Николай Павлович взял со стола толстую папку, раскрыл ее. Он что-то читал, едва шевеля губами. Потом оторвал взгляд от текста, посмотрел на депутатов:
— Вот здесь, — не глядя в папку, — рукой он указал на лист, — в указе моем по этому предмету ясно выражена мысль, что земля, заслуженная нами, дворянами, или предками нашими, — есть наша дворянская, заметьте, что я говорю с вами, как первый дворянин в государстве; но крестьянин, находящийся ныне в крепостном состоянии почти не по праву, а обычаем, через долгое время, не может считаться собственностью, а тем менее вещью. Следовательно, мое мнение, при обнародовании указа, было и теперь есть, чтоб дворянство помогло мне в этом деле, столь важном для развития благосостояния Отечества нашего, постепенным переводом крестьян из крепостных в обязанные. Я убежден, что такой переход, хотя на разных условиях, примененных каждым к местности, может один предупредить крутой перелом.

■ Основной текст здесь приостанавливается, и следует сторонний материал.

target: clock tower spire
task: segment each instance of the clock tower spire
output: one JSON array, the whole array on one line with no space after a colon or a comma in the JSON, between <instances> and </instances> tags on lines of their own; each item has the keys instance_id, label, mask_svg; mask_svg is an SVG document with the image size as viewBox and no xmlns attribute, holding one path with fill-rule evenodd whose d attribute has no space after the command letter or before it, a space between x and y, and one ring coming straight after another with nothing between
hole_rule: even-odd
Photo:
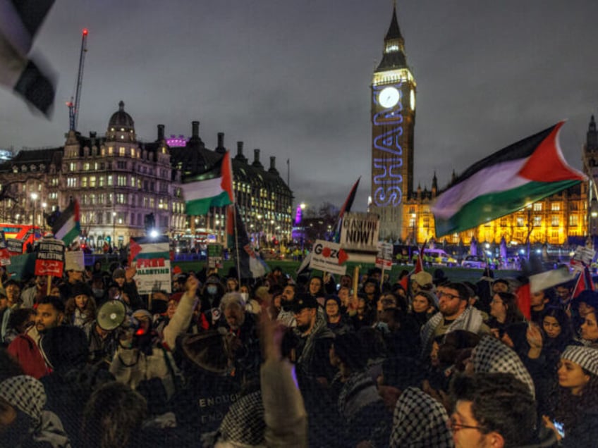
<instances>
[{"instance_id":1,"label":"clock tower spire","mask_svg":"<svg viewBox=\"0 0 598 448\"><path fill-rule=\"evenodd\" d=\"M396 6L384 37L382 59L374 72L372 106L372 202L380 216L380 238L397 239L403 199L413 190L415 80L407 65Z\"/></svg>"}]
</instances>

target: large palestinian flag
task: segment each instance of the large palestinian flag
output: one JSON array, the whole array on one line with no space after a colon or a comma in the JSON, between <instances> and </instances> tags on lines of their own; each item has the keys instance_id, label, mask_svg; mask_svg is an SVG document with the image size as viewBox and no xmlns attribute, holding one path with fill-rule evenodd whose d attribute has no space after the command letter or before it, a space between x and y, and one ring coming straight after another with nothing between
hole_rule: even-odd
<instances>
[{"instance_id":1,"label":"large palestinian flag","mask_svg":"<svg viewBox=\"0 0 598 448\"><path fill-rule=\"evenodd\" d=\"M81 235L79 222L79 202L73 199L64 211L58 215L52 225L52 233L56 239L62 239L68 246Z\"/></svg>"},{"instance_id":2,"label":"large palestinian flag","mask_svg":"<svg viewBox=\"0 0 598 448\"><path fill-rule=\"evenodd\" d=\"M508 215L586 179L567 165L559 145L564 122L504 148L470 167L432 207L436 235Z\"/></svg>"},{"instance_id":3,"label":"large palestinian flag","mask_svg":"<svg viewBox=\"0 0 598 448\"><path fill-rule=\"evenodd\" d=\"M227 151L209 171L183 179L181 187L187 214L191 216L205 215L210 207L233 204L231 154Z\"/></svg>"}]
</instances>

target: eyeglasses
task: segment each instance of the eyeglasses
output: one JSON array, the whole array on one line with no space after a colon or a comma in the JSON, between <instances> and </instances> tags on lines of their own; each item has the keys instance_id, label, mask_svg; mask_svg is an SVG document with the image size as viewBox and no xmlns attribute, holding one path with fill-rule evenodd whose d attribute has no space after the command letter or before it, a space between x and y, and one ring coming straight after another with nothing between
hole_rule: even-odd
<instances>
[{"instance_id":1,"label":"eyeglasses","mask_svg":"<svg viewBox=\"0 0 598 448\"><path fill-rule=\"evenodd\" d=\"M439 291L437 295L438 295L439 299L442 299L442 297L446 297L448 300L460 299L459 296L456 296L454 294L448 294L448 292L444 292L444 291Z\"/></svg>"},{"instance_id":2,"label":"eyeglasses","mask_svg":"<svg viewBox=\"0 0 598 448\"><path fill-rule=\"evenodd\" d=\"M462 429L475 429L478 431L484 432L486 430L486 428L484 426L472 426L471 425L463 425L462 423L457 423L455 417L451 416L448 420L446 421L446 428L449 430L456 433Z\"/></svg>"}]
</instances>

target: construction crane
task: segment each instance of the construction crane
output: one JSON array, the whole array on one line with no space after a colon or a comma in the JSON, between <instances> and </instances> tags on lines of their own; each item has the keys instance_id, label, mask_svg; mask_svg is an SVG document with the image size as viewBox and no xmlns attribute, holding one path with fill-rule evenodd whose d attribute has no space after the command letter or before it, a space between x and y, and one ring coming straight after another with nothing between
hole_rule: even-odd
<instances>
[{"instance_id":1,"label":"construction crane","mask_svg":"<svg viewBox=\"0 0 598 448\"><path fill-rule=\"evenodd\" d=\"M81 37L81 53L79 54L79 73L77 76L77 87L75 98L66 103L68 107L68 129L77 130L77 121L79 118L79 102L81 101L81 85L83 82L83 66L85 63L85 53L87 52L87 29L83 28Z\"/></svg>"}]
</instances>

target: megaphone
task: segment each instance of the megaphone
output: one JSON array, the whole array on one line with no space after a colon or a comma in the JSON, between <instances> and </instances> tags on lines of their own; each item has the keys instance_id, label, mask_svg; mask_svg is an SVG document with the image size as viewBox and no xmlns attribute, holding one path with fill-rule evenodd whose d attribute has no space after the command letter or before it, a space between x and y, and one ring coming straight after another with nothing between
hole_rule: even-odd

Со всем тем, доселе только некоторым помещикам представлены условия и между сими последними есть несоответствующие цели. Знаю, что против обязанных крестьян есть возражения: кто дворянам поручится, что крестьяне будут исполнять принятые на себя обязанности? Суды не хорошо составлены, и т. д. На это я скажу, что порукою обоюдного исполнения обязанностей, действительно, должны служить суды, состоящие из дворян же, — и если суды эти не хороши, то виноваты сами дворяне, опустив не везде, но во многих местах, должности по выборам. Я, напротив, нахожу, что все эти должности достойны быть заняты лицами, достигшими немалых чинов на коронной службе и имеющими знаки отличия. Основываясь на всем этом, желаю, господа, чтобы вы потолковали келейно, как я теперь с вами, и написали мне о том своем мнении, прямо в собственные руки.